New Google website block feature: end-user advantage or an assault on SEO?

March 11th, 2011 by Search Influence Alumni

Yesterday, Google (ever heard of ’em?) announced that they’ll allow users to start blocking whole websites that they don’t want to see in their search results. The internet’s long been a place where the individual user can define a personalized geography of websites and online communities where irrelevant content effectively does not exist unless brought in by some outsider. Google’s implementation of individualized domain blocking is in line with the largely tailored nature of the internet.

Paired with its earlier announcement that they’ve changed their search algorithm in the name of “helping people find ever higher quality in [Google’s] results,” it seems that Google’s pushing hard to make the user’s web surfing experience totally bitchin’ by essentially cleaning out the trash from the potentially gnarly waves of the internet. (Sorry. “Surfin’ the ‘net” as a marketing phrase is hilarious to me.) Making the internet easier to use is a noble effort, for sure, but Google establishing itself as the judge for what should be the most important puts out some grody vibes to this surfer, man.

Contrasting the top-down filtering of search results straight from Google, the new announcement affords more freedom and power to the end user to decide what they actually want to see amid their results. This, of course, necessitates more vigilance on the user’s part to clean up the trash themselves so that their “waves,” or search results (I promise, I’m about to break out of this terrible analogy), are exactly what they want for the most tubular ride.
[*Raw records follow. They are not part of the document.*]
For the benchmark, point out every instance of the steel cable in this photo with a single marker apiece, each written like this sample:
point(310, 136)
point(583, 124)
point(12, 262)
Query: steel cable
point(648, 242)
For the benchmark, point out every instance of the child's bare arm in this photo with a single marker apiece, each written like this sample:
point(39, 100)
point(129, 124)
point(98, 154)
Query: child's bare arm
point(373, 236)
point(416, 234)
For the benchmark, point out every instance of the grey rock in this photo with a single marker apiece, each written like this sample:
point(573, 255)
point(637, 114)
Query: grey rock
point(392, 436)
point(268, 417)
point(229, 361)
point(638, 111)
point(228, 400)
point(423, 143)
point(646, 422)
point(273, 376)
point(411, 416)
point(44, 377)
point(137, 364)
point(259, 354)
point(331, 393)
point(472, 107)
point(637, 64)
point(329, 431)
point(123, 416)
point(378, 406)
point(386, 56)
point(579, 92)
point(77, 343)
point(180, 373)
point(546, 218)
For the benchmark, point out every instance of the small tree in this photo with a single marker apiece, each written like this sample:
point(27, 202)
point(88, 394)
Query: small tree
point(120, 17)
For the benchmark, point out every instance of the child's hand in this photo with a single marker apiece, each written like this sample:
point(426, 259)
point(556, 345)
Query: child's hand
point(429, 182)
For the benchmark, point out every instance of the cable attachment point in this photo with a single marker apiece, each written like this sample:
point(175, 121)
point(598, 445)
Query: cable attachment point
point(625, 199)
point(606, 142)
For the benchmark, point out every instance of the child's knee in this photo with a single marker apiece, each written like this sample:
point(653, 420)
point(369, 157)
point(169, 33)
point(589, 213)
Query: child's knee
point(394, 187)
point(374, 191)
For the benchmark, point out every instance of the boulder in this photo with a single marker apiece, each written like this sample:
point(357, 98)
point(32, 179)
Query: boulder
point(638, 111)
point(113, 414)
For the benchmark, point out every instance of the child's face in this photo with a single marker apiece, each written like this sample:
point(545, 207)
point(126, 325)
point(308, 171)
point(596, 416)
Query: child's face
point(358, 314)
While this decision by Google doesn’t directly affect SEO significantly, what some bloggers have been buzzing about is this one sentence, pictured below next to a blurry picture of my cat:

As depicted above, they mention that they’ll look at the data of blocked sites and consider it for use in the future. What does this specific announcement mean for SEO? Not necessarily anything. The user has to voluntarily block sites that they don’t want to appear in their search results. I’m not going to pull out any semi-relevant statistics on web-based participation, but the fact alone that users have to be logged into their Google accounts to block sites means that the participation is only limited to a slim segment of the internet’s population. Will such a minimal amount of input really have an impact on a site’s traffic? Maybe, but it’s doubtful that this would carry any more weight than just clicking on one site over another competitor.

Good on Google for doing this, I suppose. Being able to decide which sites I want to view beats having someone else decide which sites I want to view, though the latter’s going on regardless of my input. Personally, there have been exactly zero times where I’ve wanted to block an entire domain for giving bad results, but know that I’m a proponent of imperfection and trash in general. So worry not, SEO friends, until we can find specific data that correlates a number of users’ personally “blocked” sites with a decrease in traffic, it cannot be attributed to anything else whatsoever.